Is quantum gravity a Chern-Simons theory?

We propose a model of quantum gravity in arbitrary dimensions defined in terms of the Batalin Vilkovisky (BV) quantization of a supersymmetric, infinite dimensional matrix model. This gives an Alexandrov-Kontsevich-Schwarz-Zaboronsky (AKSZ)-type Chern-Simons theory with gauge algebra the space of observables of a quantum mechanical Hilbert space $\mathcal{H}$. The model is motivated by previous attempts to formulate gravity in terms of noncommutative, phase space, field theories as well as the Fefferman-Graham (FG) curved analog of Dirac spaces for conformally invariant wave equations. The field equations are flat connection conditions amounting to zero curvature and parallel conditions on operators acting on $\mathcal{H}$. This matrix-type model may give a better defined setting for a quantum gravity path integral.

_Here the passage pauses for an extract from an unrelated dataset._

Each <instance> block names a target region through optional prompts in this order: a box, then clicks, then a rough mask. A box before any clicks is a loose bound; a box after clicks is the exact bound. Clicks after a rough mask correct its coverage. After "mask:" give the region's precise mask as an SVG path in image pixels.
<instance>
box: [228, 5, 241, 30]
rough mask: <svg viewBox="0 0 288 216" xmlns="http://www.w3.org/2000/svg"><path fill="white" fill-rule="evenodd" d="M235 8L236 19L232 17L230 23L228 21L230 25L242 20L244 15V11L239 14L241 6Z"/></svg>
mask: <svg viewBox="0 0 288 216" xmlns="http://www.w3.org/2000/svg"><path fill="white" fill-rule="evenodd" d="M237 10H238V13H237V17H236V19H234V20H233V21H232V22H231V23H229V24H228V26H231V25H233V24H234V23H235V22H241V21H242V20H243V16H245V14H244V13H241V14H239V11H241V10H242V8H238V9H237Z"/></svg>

We demonstrate that its underlying physics is a summation over Hamiltonians labeled by a conformal class of metrics and thus a sum over causal structures. This gives in turn a model summing over fluctuating metrics plus a tower of additional modes—we speculate that these could yield improved UV behavior.

Figure 1

The flat model for a conformal manifold. The $n$-sphere with its canonical conformal class of metrics is given by the space of lightlike rays $Q$ in ${\mathbb{R}}^{n+1,1}$.